Neden IKEA evi olamıyoruz?

Komik bir başlık oldu ama arkadaşlarla üzerine konuştuğumuz bir konu bu. Tüm eşyalarımızı IKEA'dan alsak bile evlerimizde o İskandinav evlerinin havası sizce neden olmuyor? Pek çok arkadaşım evinin çoğu eşyasını IKEA'dan ya da bu tarz nordik tarzda eşyalar satan yerlerden aldı dünyanın parası verip. Ama ısrarla o hissi kimse alamıyor. Bu işin sırrı nedir, iç mimar tutmadan aynı hissi alabilme ihtimalimiz yok mudur? :)




 
muhtemelen perde farkıyla iskandinavlığı ucundan kaçırıyorsunuz.


  • evde liyakat kalmamis  (09.09.21 11:41:35) 
alanım değil ancak aile mahalle baskısı mevcut. evimizi az eşyayla döşedik eşimin teyzesi eviniz çok boş dedi.
bence evlerimiz uygun değil galiba. iskandinav evleri müstakil ve büyük pencereli evler.bizde dışı gösterişli ismi elit içi lümpen siteler mevcut.

  • mikahakkinen  (09.09.21 11:43:24) 
ikea nın reklam fotografları başarılı. reklam ne kadar yanıltıcıysa o kadar başarılı maalesef. yanii isveçlilerin evi de o havayı vermiyor.
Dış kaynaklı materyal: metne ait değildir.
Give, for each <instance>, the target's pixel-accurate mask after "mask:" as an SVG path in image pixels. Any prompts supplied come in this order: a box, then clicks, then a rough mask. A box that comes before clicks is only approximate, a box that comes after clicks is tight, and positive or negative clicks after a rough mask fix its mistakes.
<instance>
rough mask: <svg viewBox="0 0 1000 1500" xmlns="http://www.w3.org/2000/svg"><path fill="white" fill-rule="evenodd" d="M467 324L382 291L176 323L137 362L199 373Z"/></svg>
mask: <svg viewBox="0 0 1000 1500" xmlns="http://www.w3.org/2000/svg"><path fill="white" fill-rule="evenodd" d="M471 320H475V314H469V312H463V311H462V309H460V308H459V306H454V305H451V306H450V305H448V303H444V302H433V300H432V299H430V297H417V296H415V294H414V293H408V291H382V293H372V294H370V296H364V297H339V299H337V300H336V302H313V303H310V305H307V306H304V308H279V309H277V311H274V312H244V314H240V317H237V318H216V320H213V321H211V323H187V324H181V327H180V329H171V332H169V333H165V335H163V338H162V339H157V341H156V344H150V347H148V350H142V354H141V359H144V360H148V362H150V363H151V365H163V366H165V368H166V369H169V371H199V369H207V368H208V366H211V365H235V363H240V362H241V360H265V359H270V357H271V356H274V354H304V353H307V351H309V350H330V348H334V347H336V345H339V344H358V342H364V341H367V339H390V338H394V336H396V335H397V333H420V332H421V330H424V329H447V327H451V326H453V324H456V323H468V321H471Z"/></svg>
  • halk  (09.09.21 11:53:15 ~ 11:53:39) 
tavan yüksekliği ile alakalı olabilir. bizde çok basık.


  • deligine yuvarlanmis tavsan  (09.09.21 11:53:39) 
gayet oluyor. sizin olmuyordur : )
halı perde gibi detaylar.
renk ve minimalizim önemli.

1. desenli, karışık/çoklu veya uyumsuz renkli kumaşlar tercih ediliyordur. aynı şey duvar boyaları ve yer döşemeleri, kapılar için de geçerli.
2. kesin çok ve gereksiz eşya vardır. biblolar, süslemeler, örtüler, kılıflar, masa süsleri, çerçevede fotoğraflar, kumaş içeren ürünler, kalabalık yaratan detaylar ve aksesuarlar...
3. ev aydınlık değildir.
4. yeşil bitki sayısı azdır. saksılar sade ve düz renk değildir.
5. duvarlarda çerçeveler gelişgüzel yerleştirilmiş ve içindekiler de rastgele seçilmiştir.

işin sırrı sadelikte. "arındırılmış" bir atmosfer yaratabilmekte. ikeadan beyaz ektrop almak var, allı güllü cafcaf çiçek desenli kılıflı bi ektrop almak var.
  • rewlack  (09.09.21 11:54:37) 
tavan yüksekliği ve eski tip pencere boyutları yüzünden o his oluşmaz. galerili müstakil bir evin olsun bak neler oluyor. :)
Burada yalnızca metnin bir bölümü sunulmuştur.